Añadir a todo ello una impugnación masiva de la monarquía, que convierta a esta en catalizador simbólico de todos los malestares y frustraciones, resultaría suicida. Muy pronto empezaremos a escuchar que es imposible que Felipe VI desconociera los manejos económicos de su padre. Hay un banquillo político preparado desde hace tiempo para sentar en él y ajusticiar públicamente al actual jefe del Estado. Algunos de los carpinteros de ese cadalso se sientan en el Consejo de Ministros, y cuentan con la tolerancia pasiva de quien lo preside. El Rey no puede defenderse por sí mismo y pocos son los dispuestos a hacerlo (desde luego, no su Gobierno). Pero entre ellos debería estar su padre, aunque solo sea por la parte de culpa que le toca.

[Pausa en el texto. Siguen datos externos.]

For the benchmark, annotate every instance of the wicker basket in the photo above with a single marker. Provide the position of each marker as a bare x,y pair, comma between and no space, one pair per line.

Quizás el rey Juan Carlos creyó en su momento que se había ganado el derecho de disponer libremente de su vida, sin sujetarse a restricción alguna. Si fue así, se equivocó gravemente y alguien debió hacérselo ver a tiempo. Lo hecho, hecho está; pero ahora no puede seguir prevaleciendo su conveniencia personal. Cada día que pase con una investigación judicial en marcha, una ofensiva política contra el Rey actual y él refugiado en los Emiratos Árabes (sin que se haya clarificado quién y cómo financia esa estancia), lo convierte objetivamente en un factor añadido de desestabilización.
Ya poco puede hacer el Rey emérito para reparar el daño causado. Pero si en algo puede contribuir a ello, será en Madrid y no en Abu Dabi. No hay por qué esperar a que lo llame un fiscal: es él quien debe comparecer voluntariamente y cuanto antes. Lo que haya que contar, es preferible que lo cuente él a que lo hagan una aventurera o un policía corrupto. En este tramo final, solo le queda un camino digno: en inglés, se llama ‘full disclosure’. Por doloroso que resulte.